玄武の加護(4)
俺は跳ね起きた。心臓が早鐘のように打っている。
『まずは自分の身を護るのだ。その後のことは改めて話そうぞ。』
俺は玄武の言葉に答えなかった。
「案内してくれ。」
俺はコンナムの後ろに控えている人物を見て目を円くした。銀の髪と瞳が褐色の肌に映える。鍛え抜かれた肉体と高い身長が武人としての威圧感を放っている。
「カリ、お前…生きていたのか。」
「どうして…?」
俺は笑った。
「よかった。カリ、お前が生きていてくれて、本当によかった…。」
カリは複雑な表情を浮かべている。カリが生きていたこと、コンナムと共にいたことの意味が分からないほど愚かではない。
「まずは礼を言っておこう、イスル。貴様のおかげで我が国は滅亡の危機を脱した。しかし、それと私を殺そうとしたことは話しが別だ。覚悟はできているのだろうな、イスル?」
「それは俺に勝てると思っての発言でしょうか。」
俺はコンナムを睨みつけた。胸が苦しい。
「もう勝っている。そうでもなければ、貴様の前に姿を現すと思うか?」
「毒…ですか。」
木師は回復術で有名だが、その逆も得意だ。水の浄化力なら、或いは助かるかもしれないし、まだコンナムを道連れにできるかもしれない。

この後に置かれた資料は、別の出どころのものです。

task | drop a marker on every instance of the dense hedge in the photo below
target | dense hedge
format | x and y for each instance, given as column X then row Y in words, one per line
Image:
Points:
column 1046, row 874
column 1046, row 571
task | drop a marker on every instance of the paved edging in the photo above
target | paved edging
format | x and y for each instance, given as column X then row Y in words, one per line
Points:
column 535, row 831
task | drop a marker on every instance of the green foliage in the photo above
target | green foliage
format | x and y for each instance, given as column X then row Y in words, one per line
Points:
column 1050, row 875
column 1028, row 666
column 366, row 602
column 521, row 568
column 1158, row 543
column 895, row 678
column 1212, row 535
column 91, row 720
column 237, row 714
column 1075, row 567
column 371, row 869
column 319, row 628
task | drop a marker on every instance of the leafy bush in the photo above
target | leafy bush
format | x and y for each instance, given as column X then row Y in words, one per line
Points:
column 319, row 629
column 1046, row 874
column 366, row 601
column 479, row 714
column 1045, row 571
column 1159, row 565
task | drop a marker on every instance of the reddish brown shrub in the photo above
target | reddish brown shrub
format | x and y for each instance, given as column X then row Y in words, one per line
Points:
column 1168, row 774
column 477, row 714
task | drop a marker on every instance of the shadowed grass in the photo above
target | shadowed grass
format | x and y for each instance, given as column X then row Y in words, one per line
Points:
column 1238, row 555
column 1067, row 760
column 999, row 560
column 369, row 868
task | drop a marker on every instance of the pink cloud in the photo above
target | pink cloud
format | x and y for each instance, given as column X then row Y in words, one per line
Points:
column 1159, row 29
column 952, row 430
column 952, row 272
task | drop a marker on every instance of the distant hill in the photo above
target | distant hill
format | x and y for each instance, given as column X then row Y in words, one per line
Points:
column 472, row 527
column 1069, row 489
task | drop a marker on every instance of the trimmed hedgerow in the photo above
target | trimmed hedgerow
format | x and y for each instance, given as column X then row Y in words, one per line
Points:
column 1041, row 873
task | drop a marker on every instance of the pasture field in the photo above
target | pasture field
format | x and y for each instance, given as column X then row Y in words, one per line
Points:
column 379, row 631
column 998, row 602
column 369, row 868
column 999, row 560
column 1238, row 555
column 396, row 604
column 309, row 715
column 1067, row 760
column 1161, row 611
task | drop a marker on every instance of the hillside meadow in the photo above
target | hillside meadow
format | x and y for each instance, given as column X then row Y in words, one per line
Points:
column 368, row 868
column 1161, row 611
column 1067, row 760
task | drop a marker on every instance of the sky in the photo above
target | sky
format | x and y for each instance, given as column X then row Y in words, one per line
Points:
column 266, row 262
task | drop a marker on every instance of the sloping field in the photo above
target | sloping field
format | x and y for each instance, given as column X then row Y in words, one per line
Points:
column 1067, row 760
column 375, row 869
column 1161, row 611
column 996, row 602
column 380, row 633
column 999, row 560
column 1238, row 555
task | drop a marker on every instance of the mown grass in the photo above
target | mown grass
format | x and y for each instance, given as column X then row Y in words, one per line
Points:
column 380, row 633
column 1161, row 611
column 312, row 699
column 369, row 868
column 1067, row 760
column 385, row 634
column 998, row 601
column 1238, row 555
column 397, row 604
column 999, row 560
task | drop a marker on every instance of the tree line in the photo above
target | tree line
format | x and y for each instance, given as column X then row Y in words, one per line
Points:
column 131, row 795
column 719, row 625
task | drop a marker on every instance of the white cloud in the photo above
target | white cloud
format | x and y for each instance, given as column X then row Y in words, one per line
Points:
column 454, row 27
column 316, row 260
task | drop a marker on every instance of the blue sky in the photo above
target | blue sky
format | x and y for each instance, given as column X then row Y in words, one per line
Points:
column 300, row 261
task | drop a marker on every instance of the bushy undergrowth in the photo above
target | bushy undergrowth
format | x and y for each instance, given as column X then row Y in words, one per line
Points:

「なりません、陛下。玄武様の加護を受けた方を殺してしまっては、今後に差し障ります。何のためにイスル殿下の母君を治療したのですか。」
俺はカリの言葉にハッとした。
「母上が…生きているのか?」
「私も木師としては名を馳せた人物だ。もう峠は越えた。」
俺は涙腺が緩むのを感じた。コンナムに向かって頭を下げる。
「ありがとうございます。俺は何でもしますから、どうか母上だけは…。」
俺は体内の血を操り、毒を涙と共に体外に出してしまった。まだ苦しいが、死にはしないように思う。
「今後私に手出しをしないことを誓えるか?」
「誓います。俺はたとえ貴方に殺されるとしても、甘んじて受け入れます。」
コンナムは眉をひそめた。何やら白い花を出して俺に差し出してきた。俺が受け取ると、コンナムは花弁を一枚むしって食んだ。食べろということか。
「これからもこの国のために尽くしてくれよ、玄武の寵児。」
「…貴方に言われずともそのつもりです。失礼いたします。」
俺は花弁を一枚噛んだ。かなり呼吸が楽になった。俺は足早にその場を後にした。